A rule is concordant if whenever party p has fewer votes than party q, then p is allocated no more seats than q.

• concordant (election : Election) (p q : Party) : election.votes p < election.votes q → ∀ App ∈ rule.res election, App p ≤ App q

class IsDecent (rule : Rule) : Prop

A rules is decent if scaling the number of votes for each party by the same positive integer does not change the apportionment.

• decent (election : Election) (k : ℕ+) : let election' := { parties := election.parties, votes := fun (p : Party) => ↑k * election.votes p, house_size := election.house_size }; rule.res election' = rule.res election

class IsExact (rule : Rule) : Prop

A rule is weakly exact if every Apportionment, when viewed as an input vote distribution Election.votes, is reproduced as the unique solution.

• exact (election : Election) (App : Apportionment) : App ∈ rule.res election → let election' := { parties := election.parties, votes := App, house_size := election.house_size }; rule.res election' = {App}

class IsQuotaRule (rule : Rule) : Prop

A rule is a quota rule if the number of seats allocated to each party p is either the floor or the ceiling of its Hare-quota.

• quota_rule (election : Election) (p : Party) : let quota := ↑(election.votes p) * ↑election.house_size / ↑election.total_voters; ∀ App ∈ rule.res election, ↑(App p) = ⌊quota⌋ ∨ ↑(App p) = ⌈quota⌉

class IsPopulationMonotone (rule : Rule) : Prop

A rule is population monotone (or vote ratio monotone) if population paradoxes do not occur.
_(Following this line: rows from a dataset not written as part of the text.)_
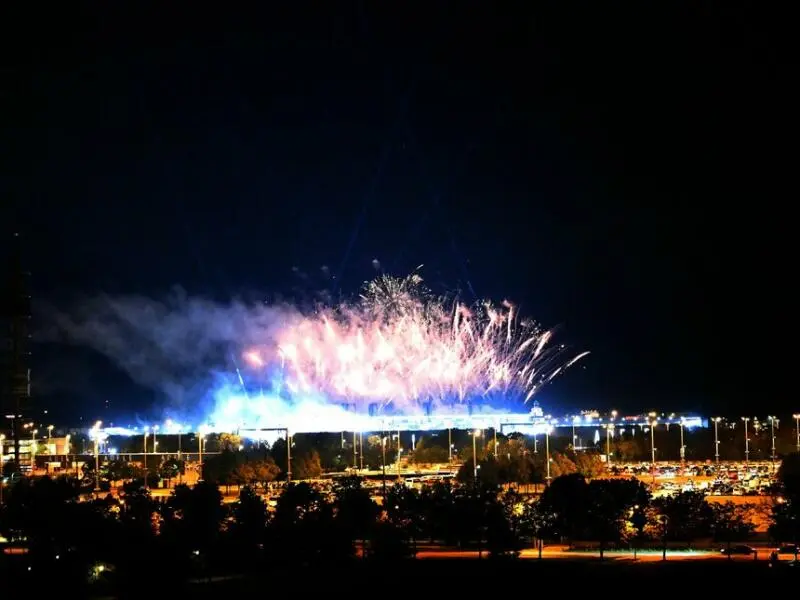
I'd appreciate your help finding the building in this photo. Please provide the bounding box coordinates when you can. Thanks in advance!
[0,234,31,464]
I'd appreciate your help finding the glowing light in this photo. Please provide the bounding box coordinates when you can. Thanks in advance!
[209,274,588,431]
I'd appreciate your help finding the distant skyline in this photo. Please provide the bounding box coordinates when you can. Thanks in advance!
[0,4,797,416]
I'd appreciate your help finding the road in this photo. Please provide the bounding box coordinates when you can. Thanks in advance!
[417,546,769,562]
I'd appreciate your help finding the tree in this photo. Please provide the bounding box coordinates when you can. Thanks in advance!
[230,486,268,561]
[539,473,589,540]
[104,460,136,484]
[711,502,755,559]
[251,456,281,489]
[550,452,578,478]
[586,479,650,559]
[217,433,242,452]
[572,452,606,479]
[203,450,238,487]
[292,450,322,479]
[410,440,450,464]
[383,483,423,546]
[523,501,555,560]
[233,462,256,494]
[163,481,225,551]
[267,482,353,564]
[158,458,186,485]
[653,492,714,543]
[333,477,379,547]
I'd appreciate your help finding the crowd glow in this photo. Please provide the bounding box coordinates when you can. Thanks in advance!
[50,273,588,434]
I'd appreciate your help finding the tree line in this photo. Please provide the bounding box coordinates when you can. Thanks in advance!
[0,455,800,590]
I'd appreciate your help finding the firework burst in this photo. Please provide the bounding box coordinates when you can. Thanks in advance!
[244,273,588,411]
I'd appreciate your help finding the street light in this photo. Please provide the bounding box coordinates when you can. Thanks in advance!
[647,413,658,468]
[792,413,800,452]
[544,426,550,486]
[767,416,780,472]
[572,415,581,452]
[92,421,103,492]
[447,427,453,465]
[472,429,481,484]
[742,417,750,466]
[381,434,386,494]
[605,423,614,467]
[142,425,150,478]
[196,431,203,483]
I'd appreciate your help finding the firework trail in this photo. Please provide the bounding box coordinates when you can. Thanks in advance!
[244,274,588,412]
[43,273,588,431]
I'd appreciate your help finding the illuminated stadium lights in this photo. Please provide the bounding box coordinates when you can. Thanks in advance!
[78,406,708,441]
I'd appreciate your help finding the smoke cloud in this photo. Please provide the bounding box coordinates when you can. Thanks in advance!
[41,288,300,410]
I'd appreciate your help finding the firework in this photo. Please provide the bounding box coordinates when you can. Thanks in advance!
[243,274,588,412]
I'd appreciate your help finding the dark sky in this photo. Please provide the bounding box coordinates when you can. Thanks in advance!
[0,2,798,414]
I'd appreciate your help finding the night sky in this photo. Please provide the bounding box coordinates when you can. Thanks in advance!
[0,2,800,418]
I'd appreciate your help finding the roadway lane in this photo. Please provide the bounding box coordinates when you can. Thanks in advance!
[417,546,769,562]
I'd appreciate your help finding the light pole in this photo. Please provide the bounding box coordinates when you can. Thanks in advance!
[447,427,453,464]
[31,429,39,472]
[381,432,386,494]
[142,425,150,476]
[197,431,205,483]
[606,423,614,467]
[358,431,364,471]
[792,413,800,452]
[286,427,292,484]
[767,416,780,472]
[544,427,550,486]
[472,429,481,485]
[93,421,103,492]
[647,413,658,466]
[572,417,578,452]
[64,434,71,469]
[742,417,750,466]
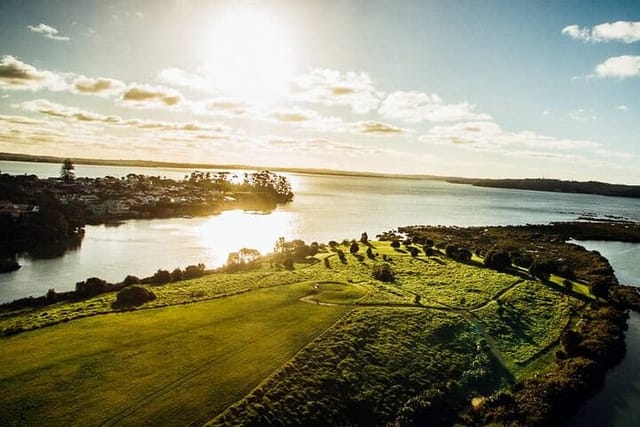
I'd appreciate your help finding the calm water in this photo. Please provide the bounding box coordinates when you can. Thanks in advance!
[0,162,640,427]
[569,241,640,427]
[0,162,640,302]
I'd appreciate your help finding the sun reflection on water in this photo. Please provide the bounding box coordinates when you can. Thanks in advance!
[193,210,297,265]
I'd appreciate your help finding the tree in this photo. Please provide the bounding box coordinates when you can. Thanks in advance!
[373,262,396,282]
[60,159,76,182]
[113,285,156,308]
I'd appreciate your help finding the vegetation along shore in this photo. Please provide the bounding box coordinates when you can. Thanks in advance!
[0,163,293,260]
[0,223,640,426]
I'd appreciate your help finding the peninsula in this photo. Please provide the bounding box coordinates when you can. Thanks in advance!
[0,224,640,426]
[0,153,640,198]
[0,167,293,257]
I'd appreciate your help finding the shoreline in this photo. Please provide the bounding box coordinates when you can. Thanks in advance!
[5,153,640,198]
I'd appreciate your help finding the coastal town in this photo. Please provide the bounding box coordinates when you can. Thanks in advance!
[0,161,293,264]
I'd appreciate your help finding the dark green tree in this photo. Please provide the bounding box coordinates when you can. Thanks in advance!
[60,159,76,182]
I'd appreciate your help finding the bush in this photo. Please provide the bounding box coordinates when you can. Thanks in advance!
[182,264,205,280]
[122,274,140,286]
[76,277,109,298]
[171,268,182,282]
[151,269,171,285]
[484,251,511,271]
[114,285,156,307]
[282,257,293,271]
[324,258,331,268]
[373,262,396,282]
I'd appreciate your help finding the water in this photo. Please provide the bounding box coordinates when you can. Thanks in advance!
[0,162,640,427]
[569,241,640,427]
[0,162,640,302]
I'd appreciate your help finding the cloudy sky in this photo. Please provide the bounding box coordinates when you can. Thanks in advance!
[0,0,640,184]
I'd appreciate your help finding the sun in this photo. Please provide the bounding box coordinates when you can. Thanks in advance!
[203,7,293,97]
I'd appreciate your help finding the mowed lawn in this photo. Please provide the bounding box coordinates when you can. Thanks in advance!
[0,282,350,425]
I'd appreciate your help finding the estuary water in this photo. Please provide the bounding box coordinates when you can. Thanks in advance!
[0,161,640,427]
[568,241,640,427]
[0,162,640,303]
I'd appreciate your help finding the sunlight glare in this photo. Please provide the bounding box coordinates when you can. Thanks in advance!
[203,7,293,97]
[194,210,296,266]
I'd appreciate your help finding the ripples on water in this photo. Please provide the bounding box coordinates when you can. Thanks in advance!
[0,162,640,302]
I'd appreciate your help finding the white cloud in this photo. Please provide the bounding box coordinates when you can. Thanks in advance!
[27,24,69,41]
[121,83,183,107]
[158,67,214,92]
[420,121,600,158]
[562,21,640,43]
[567,108,598,122]
[73,76,124,96]
[190,97,253,118]
[290,68,384,114]
[594,55,640,79]
[264,108,320,123]
[378,91,491,123]
[13,99,232,136]
[353,120,407,136]
[0,55,63,90]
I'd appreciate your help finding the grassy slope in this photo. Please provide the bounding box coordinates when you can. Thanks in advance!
[0,283,356,425]
[0,242,579,424]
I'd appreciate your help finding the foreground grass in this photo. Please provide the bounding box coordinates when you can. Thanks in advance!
[211,308,499,426]
[0,242,600,425]
[0,283,347,425]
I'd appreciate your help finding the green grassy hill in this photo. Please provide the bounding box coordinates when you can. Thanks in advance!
[0,242,620,425]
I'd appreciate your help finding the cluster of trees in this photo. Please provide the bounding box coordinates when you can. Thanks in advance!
[444,245,473,262]
[372,262,396,283]
[0,263,206,310]
[183,171,293,203]
[470,303,626,426]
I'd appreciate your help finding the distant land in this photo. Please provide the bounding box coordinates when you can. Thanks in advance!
[447,178,640,197]
[0,153,640,198]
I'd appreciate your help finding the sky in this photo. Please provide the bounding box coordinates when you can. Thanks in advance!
[0,0,640,184]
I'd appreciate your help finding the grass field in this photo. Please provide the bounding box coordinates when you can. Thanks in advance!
[0,242,600,425]
[0,282,346,425]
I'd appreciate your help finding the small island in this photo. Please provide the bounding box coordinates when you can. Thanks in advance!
[0,223,640,426]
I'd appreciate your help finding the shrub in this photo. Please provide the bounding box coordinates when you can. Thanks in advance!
[182,263,205,279]
[151,269,171,285]
[122,274,140,286]
[373,262,396,282]
[282,257,293,270]
[484,251,511,271]
[114,285,156,307]
[76,277,109,298]
[171,268,182,282]
[367,246,376,259]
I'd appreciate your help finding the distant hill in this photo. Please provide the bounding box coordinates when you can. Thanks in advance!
[0,153,640,198]
[447,178,640,197]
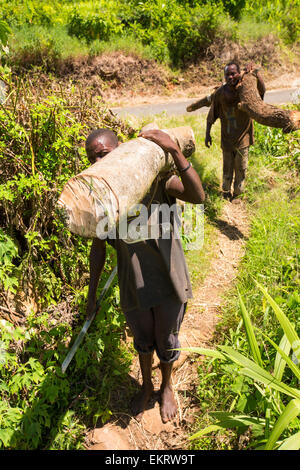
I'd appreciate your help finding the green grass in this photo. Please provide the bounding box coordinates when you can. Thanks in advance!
[192,119,300,449]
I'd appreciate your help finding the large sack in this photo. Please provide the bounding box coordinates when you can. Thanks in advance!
[58,127,195,238]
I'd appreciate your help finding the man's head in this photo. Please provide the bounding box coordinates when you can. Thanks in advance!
[224,62,241,87]
[85,129,119,164]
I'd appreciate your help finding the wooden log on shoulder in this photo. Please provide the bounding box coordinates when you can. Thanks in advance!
[237,71,300,132]
[57,127,195,238]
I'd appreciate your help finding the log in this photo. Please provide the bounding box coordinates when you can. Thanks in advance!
[57,127,195,238]
[236,71,300,132]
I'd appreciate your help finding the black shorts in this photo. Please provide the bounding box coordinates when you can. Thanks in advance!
[124,296,187,362]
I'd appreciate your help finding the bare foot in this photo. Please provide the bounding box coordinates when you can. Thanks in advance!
[160,386,177,423]
[131,385,153,421]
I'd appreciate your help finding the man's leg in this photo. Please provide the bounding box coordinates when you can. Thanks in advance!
[153,297,186,423]
[124,309,154,421]
[160,362,177,423]
[233,147,249,198]
[222,150,234,199]
[132,353,153,421]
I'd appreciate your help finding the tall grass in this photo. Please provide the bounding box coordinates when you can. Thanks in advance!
[193,116,300,449]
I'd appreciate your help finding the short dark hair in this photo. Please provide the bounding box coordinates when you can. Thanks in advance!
[224,60,241,73]
[85,128,119,149]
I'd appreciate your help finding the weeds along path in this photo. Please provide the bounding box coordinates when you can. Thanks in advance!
[86,201,249,450]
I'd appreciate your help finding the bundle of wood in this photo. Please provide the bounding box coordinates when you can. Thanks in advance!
[237,70,300,132]
[186,69,300,133]
[57,127,195,238]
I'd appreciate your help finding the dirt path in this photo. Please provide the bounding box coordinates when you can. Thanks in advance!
[86,197,249,450]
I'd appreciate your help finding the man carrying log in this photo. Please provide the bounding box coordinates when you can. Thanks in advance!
[86,129,205,422]
[205,62,265,200]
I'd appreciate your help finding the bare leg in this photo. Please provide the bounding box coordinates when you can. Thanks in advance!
[160,362,177,423]
[132,353,153,421]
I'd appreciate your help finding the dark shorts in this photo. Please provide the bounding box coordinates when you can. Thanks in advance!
[124,296,187,362]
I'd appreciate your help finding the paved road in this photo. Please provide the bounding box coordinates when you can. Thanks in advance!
[111,88,300,117]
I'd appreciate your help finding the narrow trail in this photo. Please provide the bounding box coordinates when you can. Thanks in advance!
[86,201,249,450]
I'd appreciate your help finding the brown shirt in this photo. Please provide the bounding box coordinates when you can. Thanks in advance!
[108,179,192,312]
[207,85,254,151]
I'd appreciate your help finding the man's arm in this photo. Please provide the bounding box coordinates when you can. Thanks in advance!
[139,130,205,204]
[244,62,266,100]
[205,96,219,148]
[86,238,106,319]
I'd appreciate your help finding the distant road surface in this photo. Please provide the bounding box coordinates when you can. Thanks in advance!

A population paradox occurs when the support for party p increases at a faster rate than that for party q, but p loses seats while q gains seats.

• population_monotonone (election₁ election₂ : Election) (p q : Party) : election₁.parties = election₂.parties ∧ election₁.house_size = election₂.house_size → election₂.votes p * election₁.votes q > election₂.votes q * election₁.votes p → ∀ App₁ ∈ rule.res election₁, ∀ App₂ ∈ rule.res election₂, ¬(App₁ p > App₂ p ∧ App₁ q < App₂ q)

theorem if_IsPopulationMonotone_then_IsConcordant [Fintype Party] (rule : Rule) [h_anon : IsAnonymous rule] [h_mono : IsPopulationMonotone rule] : IsConcordant rule

If an anonymous rule is population monotone, then it is concordant.

theorem balinski_young [Fintype Party] (rule : Rule) [IsAnonymous rule] [h_quota : IsQuotaRule rule] : ¬IsPopulationMonotone rule

Balinski-Young impossibility theorem: If an anonymous rule is a quota rule, then it is not population monotone. Thus, no apportionment method can satisfy both properties simultaneously.